## Missing Value Clustering

This notebook aims to identify the patterns of missing value and cluster them together.

In [None]:
import pandas as pd
import numpy as np
import seaborn as sns
import matplotlib as mpl
import matplotlib.pyplot as plt
import matplotlib.dates as mdates
import matplotlib.cm as cm
import matplotlib.colors as colors
import pickle

In [None]:
df = pd.read_csv('dataset/worldbank/API.csv')
meta_country = pd.read_csv('dataset/worldbank/Metadata_Country_API_19_DS2_en_csv_v2_3159902.csv')
meta_indicator = pd.read_csv('dataset/worldbank/Metadata_Indicator_API_19_DS2_en_csv_v2_3159902.csv')

## Preprocessing Data

Missing value: fill null value with 0, and fill not null value with 1 (only apply this method on year dimension)

In [None]:
# Get  columns whose data type is float

floatColumns = df.dtypes[df.dtypes == np.float]

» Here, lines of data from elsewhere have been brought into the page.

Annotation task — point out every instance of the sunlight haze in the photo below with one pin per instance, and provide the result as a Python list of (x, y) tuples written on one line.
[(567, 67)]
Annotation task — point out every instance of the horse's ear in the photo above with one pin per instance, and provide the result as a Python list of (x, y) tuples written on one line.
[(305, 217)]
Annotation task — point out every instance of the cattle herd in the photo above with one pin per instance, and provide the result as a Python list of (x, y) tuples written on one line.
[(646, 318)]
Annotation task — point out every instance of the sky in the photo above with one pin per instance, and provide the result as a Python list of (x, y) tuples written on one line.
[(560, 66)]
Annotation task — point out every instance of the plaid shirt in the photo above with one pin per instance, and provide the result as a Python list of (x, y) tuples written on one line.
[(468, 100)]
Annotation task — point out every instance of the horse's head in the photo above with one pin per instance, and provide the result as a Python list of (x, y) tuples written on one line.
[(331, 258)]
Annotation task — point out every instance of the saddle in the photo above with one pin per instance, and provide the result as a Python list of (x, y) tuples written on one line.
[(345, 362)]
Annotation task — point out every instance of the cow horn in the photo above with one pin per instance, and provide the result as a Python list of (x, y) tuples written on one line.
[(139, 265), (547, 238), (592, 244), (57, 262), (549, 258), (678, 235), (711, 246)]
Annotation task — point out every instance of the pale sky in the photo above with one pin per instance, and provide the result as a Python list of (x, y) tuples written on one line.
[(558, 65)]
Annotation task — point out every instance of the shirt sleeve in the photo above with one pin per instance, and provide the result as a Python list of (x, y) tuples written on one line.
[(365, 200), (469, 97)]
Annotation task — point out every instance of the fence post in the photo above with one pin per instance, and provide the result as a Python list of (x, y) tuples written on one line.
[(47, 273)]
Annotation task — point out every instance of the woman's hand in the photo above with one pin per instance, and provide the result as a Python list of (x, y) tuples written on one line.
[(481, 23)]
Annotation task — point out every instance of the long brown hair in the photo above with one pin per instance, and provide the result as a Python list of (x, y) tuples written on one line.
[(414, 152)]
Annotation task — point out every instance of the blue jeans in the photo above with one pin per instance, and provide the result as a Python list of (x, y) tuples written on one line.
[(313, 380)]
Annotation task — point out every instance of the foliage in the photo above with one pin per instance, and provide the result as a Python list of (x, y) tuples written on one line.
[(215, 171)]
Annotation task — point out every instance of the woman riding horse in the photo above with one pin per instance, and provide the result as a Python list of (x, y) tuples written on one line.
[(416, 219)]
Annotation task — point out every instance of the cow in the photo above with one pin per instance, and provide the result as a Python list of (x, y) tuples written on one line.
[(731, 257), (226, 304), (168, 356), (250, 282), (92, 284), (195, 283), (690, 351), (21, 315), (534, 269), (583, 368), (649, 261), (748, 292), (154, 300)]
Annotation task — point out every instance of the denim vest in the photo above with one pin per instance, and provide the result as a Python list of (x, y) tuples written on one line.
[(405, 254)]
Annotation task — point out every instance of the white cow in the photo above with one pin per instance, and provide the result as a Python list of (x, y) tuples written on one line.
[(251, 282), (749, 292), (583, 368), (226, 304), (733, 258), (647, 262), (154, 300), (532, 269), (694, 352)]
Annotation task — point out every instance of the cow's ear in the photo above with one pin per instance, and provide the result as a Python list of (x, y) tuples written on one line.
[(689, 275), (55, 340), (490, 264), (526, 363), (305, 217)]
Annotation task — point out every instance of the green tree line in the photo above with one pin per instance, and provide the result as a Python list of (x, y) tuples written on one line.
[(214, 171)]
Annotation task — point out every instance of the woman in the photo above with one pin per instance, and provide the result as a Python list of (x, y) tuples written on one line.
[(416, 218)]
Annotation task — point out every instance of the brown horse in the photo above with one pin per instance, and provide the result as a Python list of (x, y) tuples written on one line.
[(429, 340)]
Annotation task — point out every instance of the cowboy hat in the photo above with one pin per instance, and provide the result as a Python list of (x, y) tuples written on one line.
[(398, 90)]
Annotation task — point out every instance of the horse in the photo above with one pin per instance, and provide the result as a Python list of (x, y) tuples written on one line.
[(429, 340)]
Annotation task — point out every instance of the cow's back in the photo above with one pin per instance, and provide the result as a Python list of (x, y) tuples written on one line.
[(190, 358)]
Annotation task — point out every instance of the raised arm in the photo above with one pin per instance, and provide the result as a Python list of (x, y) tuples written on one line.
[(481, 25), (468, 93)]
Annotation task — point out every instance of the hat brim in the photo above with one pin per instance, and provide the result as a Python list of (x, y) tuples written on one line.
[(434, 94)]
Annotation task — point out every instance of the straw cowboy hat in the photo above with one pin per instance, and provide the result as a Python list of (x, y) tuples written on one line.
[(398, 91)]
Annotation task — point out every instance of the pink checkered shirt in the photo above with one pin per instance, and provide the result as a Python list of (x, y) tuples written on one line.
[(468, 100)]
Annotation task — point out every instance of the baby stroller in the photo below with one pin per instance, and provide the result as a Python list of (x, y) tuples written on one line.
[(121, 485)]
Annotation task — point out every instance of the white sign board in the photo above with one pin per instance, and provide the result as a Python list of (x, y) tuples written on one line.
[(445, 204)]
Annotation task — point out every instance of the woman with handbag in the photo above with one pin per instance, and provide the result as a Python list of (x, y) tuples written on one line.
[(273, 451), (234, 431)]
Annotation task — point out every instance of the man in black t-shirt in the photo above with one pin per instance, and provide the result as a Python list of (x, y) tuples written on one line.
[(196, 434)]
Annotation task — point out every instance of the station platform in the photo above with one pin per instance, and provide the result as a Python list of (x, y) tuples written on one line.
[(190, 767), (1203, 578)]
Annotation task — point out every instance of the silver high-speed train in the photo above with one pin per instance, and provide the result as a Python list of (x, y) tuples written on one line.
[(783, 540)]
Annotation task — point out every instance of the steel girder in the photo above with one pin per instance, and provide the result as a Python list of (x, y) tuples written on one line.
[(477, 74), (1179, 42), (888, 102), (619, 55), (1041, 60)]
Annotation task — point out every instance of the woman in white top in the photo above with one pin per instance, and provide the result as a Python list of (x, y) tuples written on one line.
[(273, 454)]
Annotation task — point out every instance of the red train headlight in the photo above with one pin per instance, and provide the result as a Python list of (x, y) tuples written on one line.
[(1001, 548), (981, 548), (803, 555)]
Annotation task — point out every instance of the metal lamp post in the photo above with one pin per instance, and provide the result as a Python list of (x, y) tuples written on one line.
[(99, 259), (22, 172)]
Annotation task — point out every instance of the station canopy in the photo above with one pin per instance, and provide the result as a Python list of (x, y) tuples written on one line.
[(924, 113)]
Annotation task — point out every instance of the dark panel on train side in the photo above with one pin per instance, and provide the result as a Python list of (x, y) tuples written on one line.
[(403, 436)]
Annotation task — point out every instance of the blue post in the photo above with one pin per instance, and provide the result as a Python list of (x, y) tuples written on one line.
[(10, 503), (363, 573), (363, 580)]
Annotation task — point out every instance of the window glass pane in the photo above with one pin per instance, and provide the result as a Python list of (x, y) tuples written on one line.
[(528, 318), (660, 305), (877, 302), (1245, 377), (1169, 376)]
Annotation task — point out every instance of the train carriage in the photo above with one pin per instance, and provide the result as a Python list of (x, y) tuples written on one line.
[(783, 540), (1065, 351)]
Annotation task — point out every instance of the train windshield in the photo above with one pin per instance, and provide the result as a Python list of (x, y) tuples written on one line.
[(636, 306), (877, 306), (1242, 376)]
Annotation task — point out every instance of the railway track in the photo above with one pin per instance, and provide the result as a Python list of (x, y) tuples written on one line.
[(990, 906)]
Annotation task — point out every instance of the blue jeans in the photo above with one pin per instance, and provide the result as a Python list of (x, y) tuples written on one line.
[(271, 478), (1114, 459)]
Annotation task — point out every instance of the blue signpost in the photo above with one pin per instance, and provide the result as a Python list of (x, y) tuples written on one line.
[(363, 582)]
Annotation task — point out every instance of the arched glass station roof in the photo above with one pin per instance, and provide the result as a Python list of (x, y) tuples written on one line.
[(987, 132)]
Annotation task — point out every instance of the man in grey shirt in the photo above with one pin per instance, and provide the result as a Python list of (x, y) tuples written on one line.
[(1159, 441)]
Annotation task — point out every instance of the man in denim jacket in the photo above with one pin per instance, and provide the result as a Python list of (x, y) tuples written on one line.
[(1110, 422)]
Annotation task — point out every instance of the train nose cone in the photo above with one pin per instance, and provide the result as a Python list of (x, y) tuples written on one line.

# list of columns whose data type is float

listOfFloatColumnNames = list(floatColumns.index)

print(listOfFloatColumnNames)

In [None]:
# Get  columns whose data type is object

objectColumns = df.dtypes[df.dtypes == np.object]

# list of columns whose data type is object

listOfObjectColumnNames = list(objectColumns.index)

print(listOfObjectColumnNames)

In [None]:
# number of unique country code (will be used as min max normalization)

len(df['Country Code'].unique())

In [None]:
# How the original (not yet preprocessed data) looks like

df_years = df[listOfFloatColumnNames]
df_years

In [None]:
# fill nan with 0, and fill not nan with 1

df_years = df_years.fillna(0)
df_years[df_years[listOfFloatColumnNames] > 0] = 1
df_years = df_years.astype('int')
df_years

In [None]:
# Only indicator name is needed

df_indicator = df[listOfObjectColumnNames].iloc[: , 2:3]
df_indicator

In [None]:
# concat df_countryAndIndicator and df_years back together

df_indicatorAndYears = pd.concat([df_indicator, df_years], axis=1)

# final preprocessed data

df_indicatorAndYears

## Group by Indicator

There are a few ways of checking the pattern of missing value. This section start off with missing value group by indicator, which means all country's data will be grouped (sum) together in each of the 76 indicators.

In [None]:
# Drop first column of dataframe
df_groupBy_indicatorCode = df_indicatorAndYears

# Then group by indicator
df_groupBy_indicatorCode = df_groupBy_indicatorCode.groupby(['Indicator Name']).sum()
df_groupBy_indicatorCode

In [None]:
# The first and second indicator has similar missing value pattern

df_temp = (df_groupBy_indicatorCode.iloc[0:5 , :]).transpose()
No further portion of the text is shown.